Sessão 9. "Entrevista investigativa (parte 3): exercícios práticos", prof. Verónica Hinestroza

No dia 12/06, nosso penúltimo encontro, teremos novamente aula com a prof. Hinestroza. Nessa ocasião, serão realizados exercícios práticos com o grupo de inscritos, a fim de verificar se os ensinamentos transmitidos foram apreendidos pelos policiais.

Sessão 10. "Inteligência artificial, reconhecimento facial e aprendizado de máquina", prof. Bianca Kremer e Prof. Pablo Nunes

Finalmente, a última sessão será dividida entre a prof. Bianca Kremer e o prof. Pablo Nunes e abordará a temática do reconhecimento facial (reconhecimento feito por máquinas). Nossa opção por encerrar o curso com o reconhecimento facial deve-se à forma como essa questionável ferramenta vem sendo apresentada como se fosse a solução probatória inerentes às provas dependentes da memória - para os seus adeptos, "se a memória humana é falha, a segurança pública e a justiça criminal teriam razões de sobra a recorrer ao reconhecimento feito por máquinas, por exemplo". Os professores Kremer e Nunes apresentarão o problema do racismo algorítmico do qual as máquinas não saem ilesas.

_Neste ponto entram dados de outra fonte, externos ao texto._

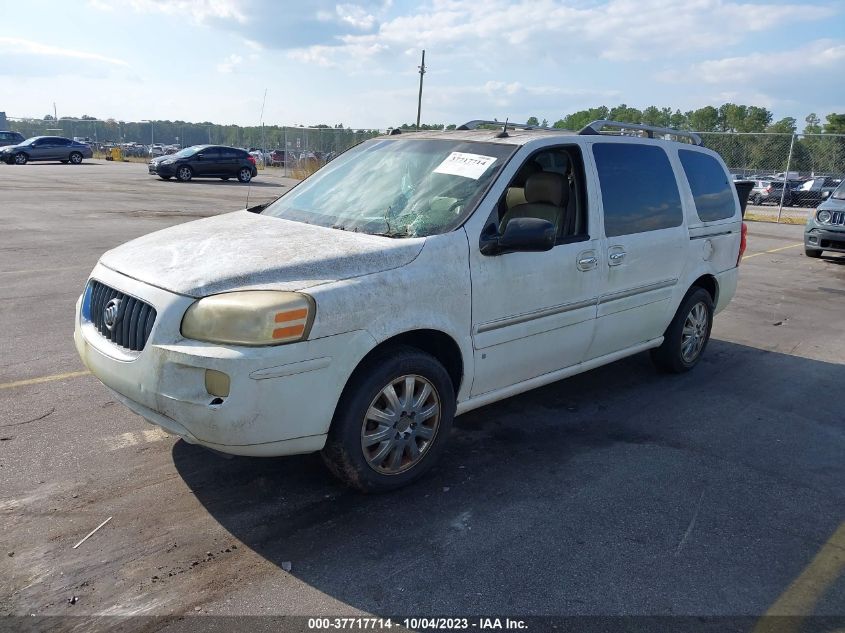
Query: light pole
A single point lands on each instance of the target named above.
(152, 131)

À diferença do que se possa ingenuamente pensar, as máquinas não são neutras, nem infalíveis.

Esse é o trajeto que será trilhado com os profissionais da Polícia Judiciária, com o objetivo de contribuir para o aperfeiçoamento técnico necessário a investigações mais completas e à realização de procedimentos de reconhecimentos epistemicamente confiáveis. A redução de condenações injustas requer diálogo institucional e fôlego. Por isso, são mais que devidos agradecimentos a Sra. Márcia Heloísa Mendonça Ruiz (diretora da Acadepol/SP) e aos parceiros do curso, os policiais, professores e pesquisadores, Anderson Giampaoli e Rafael Marcondes de Moraes. Esse é mais um dos passos rumo à justiça criminal que a sociedade brasileira merece e de que precisa. Que venham os próximos.